Preserving local displacement measurement accuracy on aqueous solution-immersed soft tissue specimens is a basic requirement in biomechanics because dehydration alters the specimen’s mechanical properties. Incorporation of the numerical compensation and the customized B-spline fitting method for measurement in a PBS bath allows reconstruction of the local continuous deformation field at the nanometer-scale, which is important to determine the point-to-point surface deformations associated with inhomogeneous biological tissue hyperelasticity and anisotropy. The customized B-spline fitting method used to analytically express the specimen shape and displacement field provides a flexible tool to fit noisy experimental data. In addition, using the same functional form to describe specimen shape and displacement allows direct surface deformation analysis to calculate strains without any intermediate finite element modeling.

This work should be considered with the following limitations in mind. First, Fig. 5 shows that the bulk of the displacement magnitude error is due to reconstruction difficulties at the outer edge of the specimen. This is unavoidable for cap sphere geometries such as this, but it does create considerable uncertainty in those locations. However, the studies of scleral shell biomechanics for which these methods were designed, require accurate measurements at the center (apex) of the specimen, so this is less of a concern. Second, the pinhole model assumption could be a source of error that limits the presented method’s capabilities. Better ray tracing performance can be achieved by using a more realistic behavior of the optical system as proposed by Lin et al. [21]. Third, systematic error arising from uncertainty of the nominal sensitivity vector directions due to optical system misalignments can reduce measurement accuracy [22]. The commercial ESPI used for this work had a fixed optical geometry for which we had inexact specifications, so there is some uncertainty in the parameters used for the calculations (i.e., position of the light source and view point). However, factory calibration of our ESPI system should ensure measurement accuracy in this study. Finally, errors in the specified locations of the optical interfaces of the device and in the optical geometry of the experimental set-up itself could cause deviations in the sensitivity vector direction that lead to systematic displacement reconstruction errors. This could affect measurement accuracy, but should not affect the reported repeatability.

Fig. 5

Point-to-point comparison and difference maps for the displacement magnitude and displacement vector angle for different tests in air (repeatability) and different methods of compensation for optical distortion due to in PBS (compensation).
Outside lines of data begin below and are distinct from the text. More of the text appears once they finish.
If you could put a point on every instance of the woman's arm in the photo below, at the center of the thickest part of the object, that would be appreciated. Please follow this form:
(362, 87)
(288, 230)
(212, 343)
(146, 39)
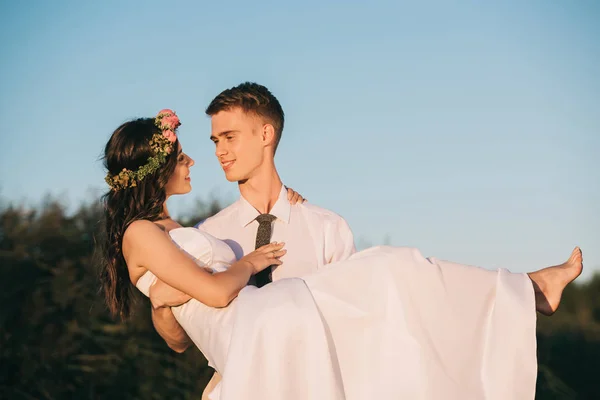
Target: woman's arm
(146, 245)
(169, 329)
(163, 297)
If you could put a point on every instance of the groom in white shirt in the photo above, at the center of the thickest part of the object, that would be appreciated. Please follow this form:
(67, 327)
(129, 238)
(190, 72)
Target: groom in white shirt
(247, 123)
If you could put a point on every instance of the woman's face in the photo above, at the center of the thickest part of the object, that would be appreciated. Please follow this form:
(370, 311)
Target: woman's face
(180, 181)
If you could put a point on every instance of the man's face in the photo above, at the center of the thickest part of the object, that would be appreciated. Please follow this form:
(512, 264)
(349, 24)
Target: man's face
(239, 144)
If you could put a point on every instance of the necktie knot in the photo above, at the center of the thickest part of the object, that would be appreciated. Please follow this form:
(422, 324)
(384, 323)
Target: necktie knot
(262, 218)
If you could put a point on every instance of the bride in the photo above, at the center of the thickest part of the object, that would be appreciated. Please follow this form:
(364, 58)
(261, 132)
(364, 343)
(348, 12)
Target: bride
(386, 324)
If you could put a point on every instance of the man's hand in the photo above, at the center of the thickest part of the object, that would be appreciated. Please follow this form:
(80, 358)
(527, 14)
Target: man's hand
(163, 295)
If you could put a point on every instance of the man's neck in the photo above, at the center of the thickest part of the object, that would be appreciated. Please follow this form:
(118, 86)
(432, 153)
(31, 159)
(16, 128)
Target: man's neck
(262, 190)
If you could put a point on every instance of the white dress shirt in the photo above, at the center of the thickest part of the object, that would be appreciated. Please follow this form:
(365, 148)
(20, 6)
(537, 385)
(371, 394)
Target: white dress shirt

Use of a measurement technique and testing set-up that exhibits good displacement measurement repeatability is crucial when performing mechanical tests. Known measurement repeatability is especially important when comparing biologic specimens that have been subjected to different diseases, conditions or treatments, as it is important to ascertain whether the measured mechanical differences are due to disease/treatment/condition effects or uncertainty in the measurement system itself. The system described herein has been optimized to measure small displacements in pressurized scleral shells with excellent repeatability and spatial resolution, both of which are necessary to elucidate the hyperelastic and highly anisotropic behavior of this tissue in normal, aged, and diseased eyes.